Rick Perry’s Five Greatest Assets in the Republican Primary
Texas Governor Rick Perry, who won a third term last fall by oozing hostility to the federal government in between outbursts of aggressive Southern braggadocio, is more likely than ever to join the Republican presidential race, probably sometime this summer, according to the Wall Street Journal.
A Republican campaign veteran tells us that Texas Governor Rick Perry has decided to run for President, though the official word from Team Perry is still a definite maybe.
The thinking is that apparent front-runner Mitt Romney “does not reflect the Republican Party” and is therefore vulnerable to a credible challenge from the right, especially after Mr. Romney’s recent squishy remarks on global warming.
Republican consultants and political scientists I’ve spoken with gush about this guy and his potential to be the one Republicans “fall in love with.”
For the sake of thoroughness, let’s review some of the more colorful things the governor has said/done in the past few years:
1) Speaking recently to Evangelical Hispanics in Los Angeles, Perry claimed that, “Under Obama, our federal tax dollars can now be used to fund abortion all over the world. With the stroke of a pen, abortion essentially became a U.S. foreign export.”
2) When reelected in 2006, Perry invited conservative folk-hero and musician Ted Nugent to play at his inaugural ball.

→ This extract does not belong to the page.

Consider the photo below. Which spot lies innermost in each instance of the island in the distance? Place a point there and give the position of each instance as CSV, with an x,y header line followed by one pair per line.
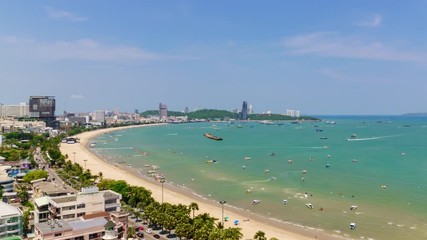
x,y
218,115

The Michigan native burst onto stage with a shirt embossed with the Confederate flag and spewed invective’s against non-English speakers.
3) Interviewed by The San Angelo Standard-Times about education policy, Perry said, “I am a firm believer in intelligent design as a matter of faith and intellect, and I believe it should be presented in schools alongside the theories of evolution.”
4) Discussing the federal government’s role in providing Social Security and other guaranteed benefits to society’s most vulnerable, Perry said states should be able to opt-out and do their own thing. “Why is the federal government even in the pension program or the health care delivery program?” he asked on MSNBC’s Morning Joe earlier this year, apparently unaware Social Security has been extremely popular since its creation in the mid 1930s.
5) I saved the best, and most notorious, for last. Addressing a Tea Party rally chanting “secede” at the height of the healthcare fight in spring 2009, Perry intoned, “We’ve got a great union. There’s absolutely no reason to dissolve it. But if Washington continues to thumb their nose at the American people, you know, who knows what might come out of that.”
This guy scratches Republicans’ existential anti-Obama itch, and if he jumps in, his outrageous comments are likely to help–rather than hurt–his candidacy.